そして2つ目は、先ほど上で ベースポインタ
という用語を挙げましたが、その用語の説明です。ベースポインタとは関数内で次の関数を呼び出した時点でのスタックポインタを指します。つまりその時点での一番上のアドレスを指します。上の例でも関数を呼び出し、リターンアドレスをスタックに保持すると同時に、ベースポインタも保持するようにしていました。
このベースポインタは何に使うのかというと、ローカル変数や引数への参照に使います。基本的には4バイトでデータを扱うため、ベースポインタから4バイトを引いたり足したりしたアドレスを参照して、ローカル変数や引数の値を参照することになります。
そしてこのようにスタックが積み上がっていき、積み上がったらあとは上で説明したようにFILOなので、逆からどんどん参照していくだけとなります。
EBP
という現在実行中の関数のベースポインタを指すレジスタがあるのですが、そこでベースポインタを把握しています。その EBP
を上のスタックの割り当てのイメージの、 95, 89, 83
のアドレスにある呼び出し元のベースポインタのアドレスで更新していくことによって、常に実行中の関数のベースポインタを見失わずに処理できているわけです。
とこのようにスタックは push (スタックに積み上げることをプッシュといいます)
され、 pop (スタックから積み下ろすことをポップといいます)
されていきます。(*ただ実際にはpushやpopをいちいちやるわけではなく、スタックポインタを動かしてしまうはずです)
ただ、実際にはコンパイラによってスタックにデータを保持するのではなく、レジスタにデータを保持させるケースもありますのであくまでこれは基本的なスタックの考え方の説明です。

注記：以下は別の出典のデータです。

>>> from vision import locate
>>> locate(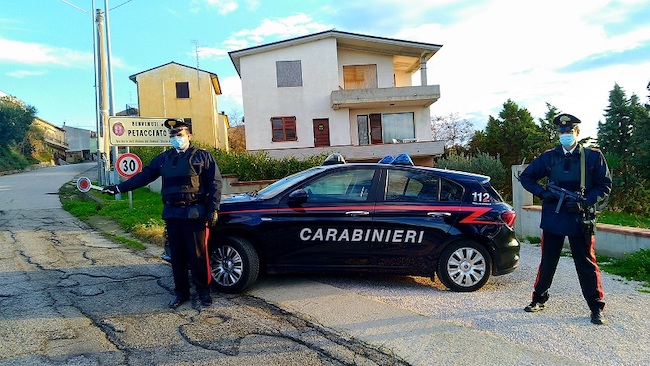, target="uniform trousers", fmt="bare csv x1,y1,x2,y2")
533,231,605,311
166,219,211,297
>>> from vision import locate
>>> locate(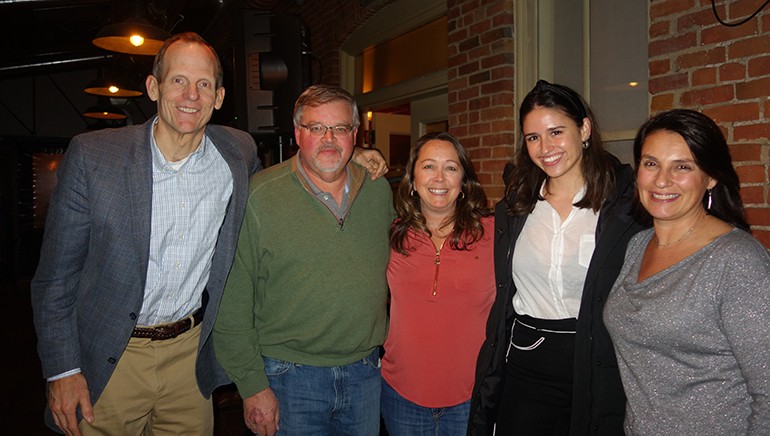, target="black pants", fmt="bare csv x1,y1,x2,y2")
495,314,577,436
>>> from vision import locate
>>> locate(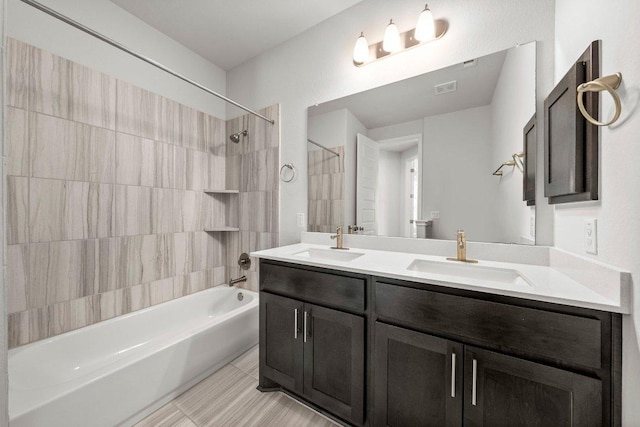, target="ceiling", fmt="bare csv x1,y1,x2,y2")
309,51,507,129
111,0,362,71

具体的にどのような処理が行われるのか確認したい場合は、以下のオブジェクトファイルで確認できます。
実際先ほどの上の例のC言語のコードを見てみるとこのようになっています。
gcc -c main.c -o main.o
objdump -d main.o
main.o: file format mach-o 64-bit x86-64
Disassembly of section __TEXT,__text:
0000000000000000 <_fn3>:
0: 55 pushq %rbp
1: 48 89 e5 movq %rsp, %rbp
4: 89 7d fc movl %edi, -4(%rbp)
7: 89 75 f8 movl %esi, -8(%rbp)
a: c7 45 f4 6d 00 00 00 movl $109, -12(%rbp)
11: c7 45 f0 6e 00 00 00 movl $110, -16(%rbp)

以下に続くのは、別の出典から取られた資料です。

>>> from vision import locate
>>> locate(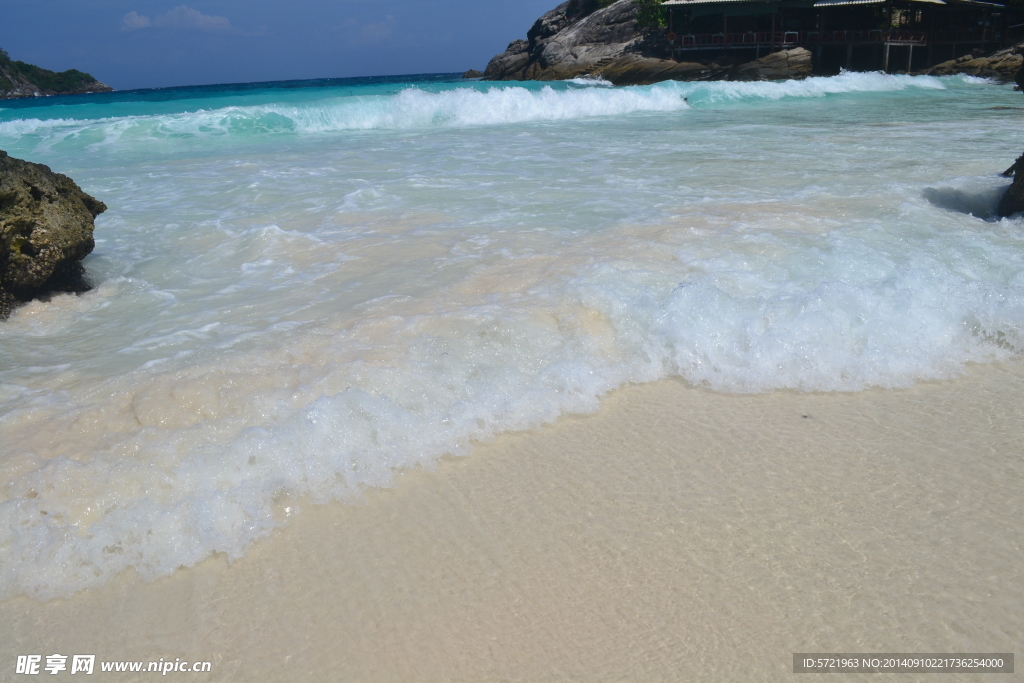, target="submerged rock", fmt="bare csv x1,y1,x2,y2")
0,151,106,319
729,47,814,81
921,43,1024,81
995,65,1024,216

18: 8b 45 fc movl -4(%rbp), %eax
1b: 03 45 f8 addl -8(%rbp), %eax
1e: 03 45 f4 addl -12(%rbp), %eax
21: 03 45 f0 addl -16(%rbp), %eax
24: 5d popq %rbp
25: c3 retq
26: 66 2e 0f 1f 84 00 00 00 00 00 nopw %cs:(%rax,%rax)
0000000000000030 <_fn2>:
30: 55 pushq %rbp
31: 48 89 e5 movq %rsp, %rbp
34: 48 83 ec 10 subq $16, %rsp
38: 89 7d fc movl %edi, -4(%rbp)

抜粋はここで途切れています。